Login is a 2012 Indian Hindi-language suspense thriller film directed by Sanjeev Reddy. The project is produced by Cocktail Pictures, and stars Himanshu Bhatt, Radhika Roy, Akkash Basnet, Rashmi Gautam, Nandini Rai, Siddarth Chopra, KK Binojee. The soundtrack is composed by Sunil Kashyap along with lyrics by KK Binojee. Login was released on 12 October 2012.

== Plot ==

Login is a Hindi feature film about three different individuals and how the Internet and social networking sites changed their lives. True to its caption – "Connected online but disconnected in life" – the film portrays how everyone is glued to the Internet and hence getting away from their true selves.

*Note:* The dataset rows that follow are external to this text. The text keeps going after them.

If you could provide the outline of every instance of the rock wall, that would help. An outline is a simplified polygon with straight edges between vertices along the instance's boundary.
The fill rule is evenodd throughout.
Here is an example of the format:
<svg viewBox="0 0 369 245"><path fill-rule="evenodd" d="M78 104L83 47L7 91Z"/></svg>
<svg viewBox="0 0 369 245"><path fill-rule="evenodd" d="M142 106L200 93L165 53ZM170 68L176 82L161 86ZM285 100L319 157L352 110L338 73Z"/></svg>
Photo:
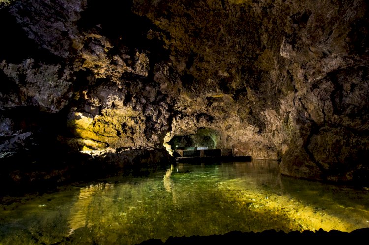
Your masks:
<svg viewBox="0 0 369 245"><path fill-rule="evenodd" d="M0 11L3 159L45 141L170 152L175 136L211 132L217 147L280 160L287 175L369 182L363 0L30 0Z"/></svg>

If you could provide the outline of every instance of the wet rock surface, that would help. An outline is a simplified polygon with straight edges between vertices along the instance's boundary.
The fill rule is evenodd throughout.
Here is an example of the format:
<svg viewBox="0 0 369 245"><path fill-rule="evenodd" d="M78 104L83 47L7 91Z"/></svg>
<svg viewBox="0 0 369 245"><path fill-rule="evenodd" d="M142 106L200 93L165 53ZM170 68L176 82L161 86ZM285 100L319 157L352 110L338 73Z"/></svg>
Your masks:
<svg viewBox="0 0 369 245"><path fill-rule="evenodd" d="M4 163L202 134L287 175L368 184L365 1L123 1L0 9Z"/></svg>

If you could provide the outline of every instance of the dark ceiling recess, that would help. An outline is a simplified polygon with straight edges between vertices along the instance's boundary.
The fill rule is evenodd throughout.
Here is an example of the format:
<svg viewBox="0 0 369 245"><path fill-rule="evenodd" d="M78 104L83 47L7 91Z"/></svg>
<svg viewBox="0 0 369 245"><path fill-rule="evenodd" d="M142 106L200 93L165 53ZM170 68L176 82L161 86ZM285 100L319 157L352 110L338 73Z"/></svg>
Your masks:
<svg viewBox="0 0 369 245"><path fill-rule="evenodd" d="M99 32L108 37L113 46L111 52L125 46L149 51L151 64L168 60L169 51L163 47L162 41L157 37L147 38L149 30L163 32L162 30L157 30L157 27L146 17L132 13L132 6L130 0L107 0L103 3L88 0L78 26L83 31L98 28Z"/></svg>

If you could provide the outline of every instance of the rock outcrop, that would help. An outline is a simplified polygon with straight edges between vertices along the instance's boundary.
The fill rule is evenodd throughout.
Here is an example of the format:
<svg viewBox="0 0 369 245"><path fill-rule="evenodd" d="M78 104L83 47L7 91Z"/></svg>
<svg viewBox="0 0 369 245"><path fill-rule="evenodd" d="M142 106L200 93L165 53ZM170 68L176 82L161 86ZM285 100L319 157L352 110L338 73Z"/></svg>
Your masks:
<svg viewBox="0 0 369 245"><path fill-rule="evenodd" d="M0 53L0 156L48 142L166 159L175 137L196 136L280 160L285 175L367 185L368 9L363 0L15 1L0 10L15 33Z"/></svg>

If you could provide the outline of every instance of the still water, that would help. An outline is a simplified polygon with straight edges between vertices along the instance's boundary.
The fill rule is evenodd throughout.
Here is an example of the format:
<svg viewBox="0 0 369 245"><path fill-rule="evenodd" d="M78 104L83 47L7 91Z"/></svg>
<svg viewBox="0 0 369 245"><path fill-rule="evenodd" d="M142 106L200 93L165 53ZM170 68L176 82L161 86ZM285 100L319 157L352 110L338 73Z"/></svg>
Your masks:
<svg viewBox="0 0 369 245"><path fill-rule="evenodd" d="M239 230L369 227L369 191L281 176L278 163L177 164L3 197L0 244L135 244Z"/></svg>

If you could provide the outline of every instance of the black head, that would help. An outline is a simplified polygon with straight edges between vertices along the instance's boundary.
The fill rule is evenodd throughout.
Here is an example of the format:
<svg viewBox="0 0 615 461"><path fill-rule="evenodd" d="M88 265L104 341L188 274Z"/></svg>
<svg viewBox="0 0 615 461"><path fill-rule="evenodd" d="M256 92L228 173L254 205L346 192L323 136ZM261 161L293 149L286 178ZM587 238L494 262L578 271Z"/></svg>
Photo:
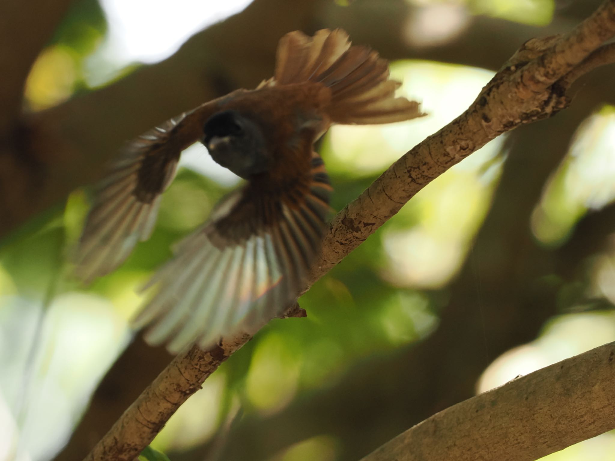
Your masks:
<svg viewBox="0 0 615 461"><path fill-rule="evenodd" d="M202 142L212 158L237 176L247 178L269 169L262 129L236 111L212 116L203 127Z"/></svg>

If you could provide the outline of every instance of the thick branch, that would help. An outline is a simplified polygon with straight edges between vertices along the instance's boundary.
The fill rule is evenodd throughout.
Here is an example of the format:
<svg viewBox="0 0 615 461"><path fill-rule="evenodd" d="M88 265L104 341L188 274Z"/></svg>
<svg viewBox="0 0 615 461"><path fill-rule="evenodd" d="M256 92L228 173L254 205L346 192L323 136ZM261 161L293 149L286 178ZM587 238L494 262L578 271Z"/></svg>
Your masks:
<svg viewBox="0 0 615 461"><path fill-rule="evenodd" d="M587 33L592 30L595 36ZM601 42L595 44L598 39L597 36L604 41L614 34L615 0L608 0L570 34L558 39L545 55L527 65L513 64L498 73L467 111L402 156L338 214L323 241L322 258L312 267L305 290L394 216L431 180L502 133L548 117L565 107L568 101L561 87L551 85L541 76L548 74L549 81L557 83L570 71L571 62L581 62L600 46ZM571 37L574 37L574 42L571 42ZM562 44L568 44L564 46ZM544 56L547 59L543 58ZM248 339L245 337L228 345L223 344L221 347L210 352L193 348L176 358L127 410L86 459L133 459L185 398L197 390L194 382L197 381L200 385L221 363L223 359L216 357L226 358ZM184 397L181 401L175 393L171 398L167 396L169 384L159 388L156 384L173 382L167 375L176 374L180 366L193 373L195 370L204 370L197 381L181 388ZM159 405L162 406L160 411L157 409ZM143 415L146 412L149 417L147 424L143 424ZM122 441L121 444L119 440Z"/></svg>
<svg viewBox="0 0 615 461"><path fill-rule="evenodd" d="M569 86L578 78L601 66L615 64L615 43L600 47L568 73L561 81Z"/></svg>
<svg viewBox="0 0 615 461"><path fill-rule="evenodd" d="M615 427L615 342L437 413L362 461L533 461Z"/></svg>

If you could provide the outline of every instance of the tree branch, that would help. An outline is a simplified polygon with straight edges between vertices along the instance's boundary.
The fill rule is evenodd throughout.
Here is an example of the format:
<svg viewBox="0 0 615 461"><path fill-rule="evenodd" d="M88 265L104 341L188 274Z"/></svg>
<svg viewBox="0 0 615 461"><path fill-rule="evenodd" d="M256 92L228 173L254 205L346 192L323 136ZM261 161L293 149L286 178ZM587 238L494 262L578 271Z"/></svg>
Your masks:
<svg viewBox="0 0 615 461"><path fill-rule="evenodd" d="M533 461L615 427L615 342L437 413L361 461Z"/></svg>
<svg viewBox="0 0 615 461"><path fill-rule="evenodd" d="M514 57L511 65L496 74L467 110L403 156L333 218L304 290L431 180L502 133L566 107L568 100L558 81L614 34L615 0L607 0L570 33L551 40L542 54L544 41L526 44L537 57L524 62ZM208 352L194 347L178 356L86 460L133 459L205 379L249 339L223 342Z"/></svg>

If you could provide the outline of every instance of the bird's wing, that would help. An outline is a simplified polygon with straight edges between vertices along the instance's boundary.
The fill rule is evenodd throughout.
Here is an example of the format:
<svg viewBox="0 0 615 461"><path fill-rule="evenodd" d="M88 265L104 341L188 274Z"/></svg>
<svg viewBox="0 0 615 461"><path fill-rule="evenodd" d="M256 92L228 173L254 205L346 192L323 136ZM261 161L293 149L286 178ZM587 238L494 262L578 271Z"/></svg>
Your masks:
<svg viewBox="0 0 615 461"><path fill-rule="evenodd" d="M304 181L231 194L146 288L157 291L135 321L172 352L253 333L288 307L320 248L331 191L318 154Z"/></svg>
<svg viewBox="0 0 615 461"><path fill-rule="evenodd" d="M280 40L274 81L263 85L302 82L331 89L327 114L333 123L386 124L424 115L418 103L395 97L401 84L389 79L388 61L367 47L351 46L341 29L323 29L313 37L295 31Z"/></svg>
<svg viewBox="0 0 615 461"><path fill-rule="evenodd" d="M175 177L181 151L199 140L220 100L207 103L132 141L95 189L73 256L86 283L113 270L156 223L161 195Z"/></svg>

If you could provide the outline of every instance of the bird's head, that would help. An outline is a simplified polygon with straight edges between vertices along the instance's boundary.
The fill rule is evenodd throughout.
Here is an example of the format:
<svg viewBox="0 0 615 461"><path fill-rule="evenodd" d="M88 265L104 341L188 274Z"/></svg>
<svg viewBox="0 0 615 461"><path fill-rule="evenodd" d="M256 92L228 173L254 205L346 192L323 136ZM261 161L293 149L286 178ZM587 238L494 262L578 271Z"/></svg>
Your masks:
<svg viewBox="0 0 615 461"><path fill-rule="evenodd" d="M225 111L212 116L203 127L201 142L212 158L244 179L269 168L262 129L253 120L236 111Z"/></svg>

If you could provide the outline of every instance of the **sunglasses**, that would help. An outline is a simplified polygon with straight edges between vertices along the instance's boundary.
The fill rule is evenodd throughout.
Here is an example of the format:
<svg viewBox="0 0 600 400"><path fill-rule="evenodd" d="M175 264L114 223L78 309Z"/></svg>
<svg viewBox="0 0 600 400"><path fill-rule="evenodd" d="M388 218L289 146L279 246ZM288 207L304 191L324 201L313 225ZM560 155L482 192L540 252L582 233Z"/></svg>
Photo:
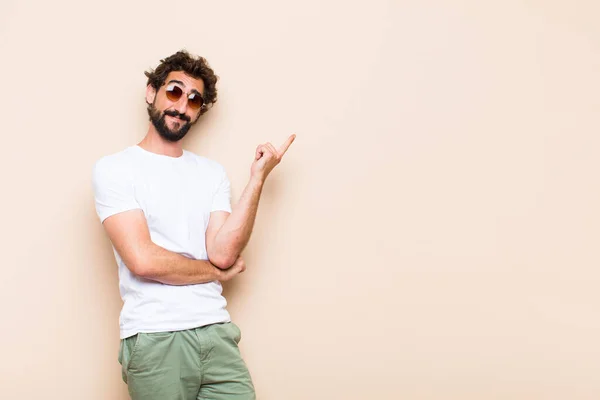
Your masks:
<svg viewBox="0 0 600 400"><path fill-rule="evenodd" d="M181 96L183 96L184 93L183 89L175 84L170 84L169 86L167 86L165 92L167 94L167 99L171 100L172 102L179 101L179 99L181 98ZM204 105L204 99L202 98L202 95L198 92L192 92L188 94L187 99L188 107L190 107L191 109L198 110Z"/></svg>

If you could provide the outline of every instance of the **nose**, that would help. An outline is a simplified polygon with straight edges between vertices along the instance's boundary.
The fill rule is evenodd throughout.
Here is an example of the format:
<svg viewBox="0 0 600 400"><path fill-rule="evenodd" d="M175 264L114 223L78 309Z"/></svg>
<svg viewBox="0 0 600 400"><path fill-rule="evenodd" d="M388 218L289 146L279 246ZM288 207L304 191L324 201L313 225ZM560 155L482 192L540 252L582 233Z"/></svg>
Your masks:
<svg viewBox="0 0 600 400"><path fill-rule="evenodd" d="M173 108L177 110L178 113L185 114L187 111L187 97L185 94L182 95L179 100L175 102L175 104L173 104Z"/></svg>

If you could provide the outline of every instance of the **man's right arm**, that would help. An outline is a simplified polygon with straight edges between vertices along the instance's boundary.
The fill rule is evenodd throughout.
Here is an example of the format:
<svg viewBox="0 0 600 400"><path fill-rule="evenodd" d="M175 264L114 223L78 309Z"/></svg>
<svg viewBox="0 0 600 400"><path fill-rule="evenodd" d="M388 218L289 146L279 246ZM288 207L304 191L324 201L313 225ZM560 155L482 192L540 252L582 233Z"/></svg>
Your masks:
<svg viewBox="0 0 600 400"><path fill-rule="evenodd" d="M215 280L227 281L246 269L242 258L226 270L207 260L194 260L168 251L150 238L141 209L106 218L104 229L129 270L140 277L169 285L190 285Z"/></svg>

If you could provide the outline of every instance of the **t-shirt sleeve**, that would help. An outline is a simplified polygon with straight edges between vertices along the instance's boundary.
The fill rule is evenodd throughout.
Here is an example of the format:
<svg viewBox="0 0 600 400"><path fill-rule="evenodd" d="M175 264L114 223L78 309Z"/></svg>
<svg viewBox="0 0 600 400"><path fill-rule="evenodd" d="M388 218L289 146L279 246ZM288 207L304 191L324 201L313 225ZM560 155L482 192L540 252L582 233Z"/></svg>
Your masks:
<svg viewBox="0 0 600 400"><path fill-rule="evenodd" d="M100 222L111 215L141 208L135 199L131 175L106 159L96 162L92 174L96 214Z"/></svg>
<svg viewBox="0 0 600 400"><path fill-rule="evenodd" d="M227 211L231 212L231 184L224 168L220 169L220 177L217 180L217 189L212 199L212 207L210 212L213 211Z"/></svg>

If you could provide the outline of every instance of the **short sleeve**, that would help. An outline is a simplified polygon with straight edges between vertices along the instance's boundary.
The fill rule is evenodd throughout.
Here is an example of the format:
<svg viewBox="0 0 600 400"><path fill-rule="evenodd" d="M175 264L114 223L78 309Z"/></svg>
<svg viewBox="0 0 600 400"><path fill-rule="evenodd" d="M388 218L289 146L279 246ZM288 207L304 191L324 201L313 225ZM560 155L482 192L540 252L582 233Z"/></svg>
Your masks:
<svg viewBox="0 0 600 400"><path fill-rule="evenodd" d="M131 174L108 161L97 161L92 174L96 214L100 222L111 215L141 208L134 196Z"/></svg>
<svg viewBox="0 0 600 400"><path fill-rule="evenodd" d="M210 212L213 211L231 212L231 184L224 168L220 168L217 189L213 195Z"/></svg>

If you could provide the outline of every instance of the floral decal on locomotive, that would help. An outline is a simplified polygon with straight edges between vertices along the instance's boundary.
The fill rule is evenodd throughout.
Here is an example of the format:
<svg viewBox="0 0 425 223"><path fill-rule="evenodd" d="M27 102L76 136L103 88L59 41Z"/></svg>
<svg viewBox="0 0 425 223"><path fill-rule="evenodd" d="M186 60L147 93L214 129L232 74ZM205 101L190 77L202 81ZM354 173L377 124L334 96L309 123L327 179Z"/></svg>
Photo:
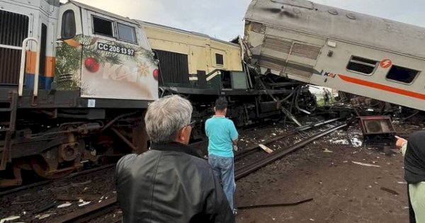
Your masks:
<svg viewBox="0 0 425 223"><path fill-rule="evenodd" d="M64 40L56 57L58 90L82 97L154 100L157 61L141 46L76 35Z"/></svg>

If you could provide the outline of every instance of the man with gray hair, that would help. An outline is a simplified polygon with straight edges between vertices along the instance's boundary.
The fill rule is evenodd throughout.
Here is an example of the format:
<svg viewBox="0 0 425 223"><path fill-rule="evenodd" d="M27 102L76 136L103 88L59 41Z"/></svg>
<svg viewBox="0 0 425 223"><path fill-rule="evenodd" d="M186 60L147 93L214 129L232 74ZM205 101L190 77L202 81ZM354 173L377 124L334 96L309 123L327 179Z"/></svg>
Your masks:
<svg viewBox="0 0 425 223"><path fill-rule="evenodd" d="M123 222L234 222L210 166L188 146L192 110L178 96L162 98L147 108L149 150L117 164Z"/></svg>

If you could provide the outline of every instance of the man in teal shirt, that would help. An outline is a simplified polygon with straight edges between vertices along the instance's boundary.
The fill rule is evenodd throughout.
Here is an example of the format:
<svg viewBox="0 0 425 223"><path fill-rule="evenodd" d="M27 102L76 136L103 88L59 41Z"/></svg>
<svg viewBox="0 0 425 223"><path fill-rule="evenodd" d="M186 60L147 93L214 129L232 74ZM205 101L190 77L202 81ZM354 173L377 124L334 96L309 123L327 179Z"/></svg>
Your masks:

Jai is a young office worker who seeks a girlfriend through online dating sites. Vandana is a housewife who spends her free time chatting on social networking sites. Debu is a call centre worker who uses the Net to make money. How the usage of the Internet had affected the lives of these three characters forms the crux of the story.

== Cast ==
- Himanshu Bhatt as Mrityunjay Viswa karma
- Radhika Roy as Vandana
- Akkash Basnet as Debasish Mondal
- Rashmi Gautam as Vrutika
- Nandini Rai as Divya
- KK Binojee as Vishaal
- Siddharth Chopra as Johnny
- Pavani Reddy as Seema

== Critical reception ==
Login was rated 3 stars by The Times of India.

== Remakes ==
Login was remade into Telugu as Ladies & Gentlemen, which was well received by both the audience and critics.